Best Exercises for Mental Health
The best exercise for mental health is the exercise you can do, and that you’ll stick with. But there are also a few mental health-supporting workouts to consider, too.
Fitness therapy combines working out with psychotherapy. By getting professional mental health support alongside workouts, you can develop new behavioral patterns and incorporate more healthful habits into your routine.
Fitness therapy can be done in a one-on-one or group setting, and may be a good fit for those who haven’t been able to make changes on their own.
Or perhaps you might enjoy yoga therapy, which uses postures, breathing techniques, and mindfulness to improve mental and physical health. This type of exercise may also include elements of psychotherapy and physical therapy.
Yoga therapy offers a holistic approach to healing, bringing together mind, body, and spirit. And according to its advocates, it’s quite effective, too. Yoga therapy is now being proven as an effective treatment for anxiety and depression — and it shows promise for both post-traumatic stress disorder and schizophrenia.
Similar to fitness therapy, running therapy combines running with psychotherapy. Proponents of this therapy say it allows participants to gain introspection through movement. There’s evidence that it may work, too. In one study, running therapy was shown to be as effective as antidepressants for mental health.
If you’re already into running, this type of treatment may well be worth a shot!
Try This Mood-Boosting Workout
Not sure you’re up for exercise therapy? That’s fine! It’s not for everyone, and it’s certainly not necessary to see results.
If you’re looking for something more traditional, Golden offered up his go-to workout for improving mental health. It’s around 40 minutes long, and packs a big mood-boosting punch.
Here’s how to do it:
Go for a 22-minute walk, preferably outside.
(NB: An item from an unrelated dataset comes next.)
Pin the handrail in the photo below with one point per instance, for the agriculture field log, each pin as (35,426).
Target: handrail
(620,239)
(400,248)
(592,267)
Complete a 5-minute bodyweight circuit (8 reps of push-ups, squats, lunges, leg raises, plank with rotation).
Complete a 3-minute dumbbell circuit (10 reps of chest press, bent over rows, and sumo squats).
Complete a 4-minute plyometric bodyweight burner (15 reps of squat jumps, high knees, mountain climbers).
Run 2 x 400-meter sprints.
Plenty of research shows that exercise can have major benefits for your mental health. Whether you’re looking to ease stress, improve sleep, boost your mood, or lessen anxiety, exercise is a powerful ally to keep in your mental health toolkit.
In many cases, exercise can be just as powerful at treating depression and anxiety as medication and psychotherapy. And all it takes is just 90 minutes, split up across a week. So start small, keep going, and pat yourself on the back for every single baby step. You’ve got this!